# Unraveling the transcriptional response of sensory neurons to spinal cord injury at the single cell level

> **NIH NIH R21** · WASHINGTON UNIVERSITY · 2020 · $433,125

## Abstract

ABSTRACT
 Spinal cord injury (SCI) damages long projecting axons leading to loss of sensory and motor function.
Permanent disability results because injured axons in the spinal cord fail to regenerate, leaving them
disconnected from their targets. There are currently no therapies to restore mobility and sensation following
SCI. Therefore, a better understanding of the cellular and molecular mechanisms that compromise axon
regeneration after SCI is needed to develop new strategies to restore function.
 Sensory dysfunctions and neuropathic pain are often the consequences of SCI. Sensory neurons are
located in dorsal root ganglia (DRG) and are pseudo unipolar: in addition to a peripherally projecting axon
that receive sensory information, they extend a centrally-projecting axon into the spinal cord that transmit this
information to the brain. Whereas injury to the peripheral axon elicits a regenerative response, injury to the
central axon fails to do so. Regeneration failure has been attributed in part to the weak regeneration-
associated gene (RAGs) response upon injury. However, previous studies have assessed changes in gene
expression using whole lumbar DRG after SCI, but only proprioceptors and low threshold mechanoreceptors
(LTMRs) ascend the spinal cord and are injured after thoracic or cervical SCI. Furthermore, neurons are
outnumbered by glial cells and other cell types within DRG, which may also contribute to the failed
regeneration after SCI. Because of this remarkable heterogeneity in cell types, analyses of the neuronal and
non-neuronal responses to injury has remained a challenge. Therefore, whether and how sensory neurons
and the surrounding cells respond to SCI remains unclear. Based on our preliminary studies, we have now
reason to believe that SCI results in gene expression changes in proprioceptors and LTMRs that have little
overlap with those of peripheral injury, potentially constituting a roadblock for regeneration.
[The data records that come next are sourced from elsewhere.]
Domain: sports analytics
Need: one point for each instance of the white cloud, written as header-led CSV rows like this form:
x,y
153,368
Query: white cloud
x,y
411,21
The indirect
effects of SCI on the non-neuronal cellular environment in the DRG also remain largely unexplored. Using
transcriptional analysis at the single cell resolution, we identified a pro-regenerative role of the glial cells that
envelop the neuronal soma, known as satellite glial cells. Our goal is now to use single cell transcriptional
approaches to unravel how distinct sensory neuron subtypes and the surrounding non-neuronal cells respond
to SCI. These approaches may lead to new therapeutic targets to promote axon regeneration and treat
neuropathic pain after SCI.

## Key facts

- **NIH application ID:** 10072668
- **Project number:** 1R21NS115492-01A1
- **Recipient organization:** WASHINGTON UNIVERSITY
- **Principal Investigator:** Valeria Cavalli
- **Activity code:** R21 (R01, R21, SBIR, etc.)
- **Funding institute:** NIH
- **Fiscal year:** 2020
- **Award amount:** $433,125
- **Award type:** 1
- **Project period:** 2020-08-01 → 2023-07-31

## Primary source

NIH RePORTER: https://reporter.nih.gov/project-details/10072668

## Citation

> US National Institutes of Health, RePORTER application 10072668, Unraveling the transcriptional response of sensory neurons to spinal cord injury at the single cell level (1R21NS115492-01A1). Retrieved via AI Analytics 2026-05-21 from https://api.ai-analytics.org/grant/nih/10072668. Licensed CC0.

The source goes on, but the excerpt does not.